As it turns out, we don't just feel better when we tell our stories to others. This storytelling is deeply healing and beneficial.
"Narrating about personal experiences in a coherent manner is...beneficial for one’s well-being." (source) Specifically, according to the research of Daniel J. Siegel and other mental health experts, creating a coherent narrative can be a key to integration, or a fully embodied acceptance, of our stories. This integration can be a key to
These narratives don't just have to be recent events, above and beyond intergenerational trauma as covered earlier. Creating a coherent narrative around events that have long since happened in our own lives -- even those from years ago -- can still offer protective benefits. In other words, it's never too late to heal.

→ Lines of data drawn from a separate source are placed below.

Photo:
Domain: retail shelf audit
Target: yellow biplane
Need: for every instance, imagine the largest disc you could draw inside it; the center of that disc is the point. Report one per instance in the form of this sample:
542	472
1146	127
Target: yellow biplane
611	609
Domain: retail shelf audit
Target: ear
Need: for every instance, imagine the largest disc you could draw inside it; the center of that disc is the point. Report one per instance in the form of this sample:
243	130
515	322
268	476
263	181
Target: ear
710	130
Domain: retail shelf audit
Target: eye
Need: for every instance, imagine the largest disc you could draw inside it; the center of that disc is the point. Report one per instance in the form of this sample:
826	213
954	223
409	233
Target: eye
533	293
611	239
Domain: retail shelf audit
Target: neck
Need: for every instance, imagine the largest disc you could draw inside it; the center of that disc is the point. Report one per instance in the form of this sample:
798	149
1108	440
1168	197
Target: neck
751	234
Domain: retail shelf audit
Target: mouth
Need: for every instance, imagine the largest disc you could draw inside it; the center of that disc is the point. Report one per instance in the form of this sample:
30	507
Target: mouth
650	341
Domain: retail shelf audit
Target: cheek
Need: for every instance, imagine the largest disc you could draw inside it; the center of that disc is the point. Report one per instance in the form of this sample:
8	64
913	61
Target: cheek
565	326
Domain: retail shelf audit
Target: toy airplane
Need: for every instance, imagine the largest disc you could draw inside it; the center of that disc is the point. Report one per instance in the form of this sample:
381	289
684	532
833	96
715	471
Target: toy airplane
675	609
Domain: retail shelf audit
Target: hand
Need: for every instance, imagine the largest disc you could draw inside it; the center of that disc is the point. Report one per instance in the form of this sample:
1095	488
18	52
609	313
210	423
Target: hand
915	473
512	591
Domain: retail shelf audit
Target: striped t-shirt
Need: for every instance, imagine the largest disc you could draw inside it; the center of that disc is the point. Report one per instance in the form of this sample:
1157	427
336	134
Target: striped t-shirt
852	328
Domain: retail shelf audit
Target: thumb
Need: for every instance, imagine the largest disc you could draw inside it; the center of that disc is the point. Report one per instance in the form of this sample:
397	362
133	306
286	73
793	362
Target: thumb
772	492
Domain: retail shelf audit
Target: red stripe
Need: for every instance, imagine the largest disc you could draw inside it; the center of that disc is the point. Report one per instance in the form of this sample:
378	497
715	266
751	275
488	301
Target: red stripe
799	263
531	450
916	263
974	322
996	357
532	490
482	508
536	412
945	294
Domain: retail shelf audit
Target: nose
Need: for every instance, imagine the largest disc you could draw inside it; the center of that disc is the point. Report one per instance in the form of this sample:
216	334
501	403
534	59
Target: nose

As an example of the longstanding opportunity for healing, Dr. Daniel J. Siegel shares, in his online interpersonal neurobiology course, a story of a 92-year-old man who finally heals from childhood trauma. He was able to reset relationships that had suffered for almost a century.
The brain holds our memories for as long as we need to process them. And when we process them with a coherent narrative, we can heal.
Needless to say, releasing our early traumatic experiences as soon as possible and allowing ourselves to heal is better than harboring long-term stress and trauma.
If there's any good news here -- and there truly is good news aplenty -- it's never too late to create a coherent narrative and benefit from the healing process. We can do this work for ourselves and alongside our children. From this work, everyone in our inner world is better for our healing journey. And it all starts with making sense of a story.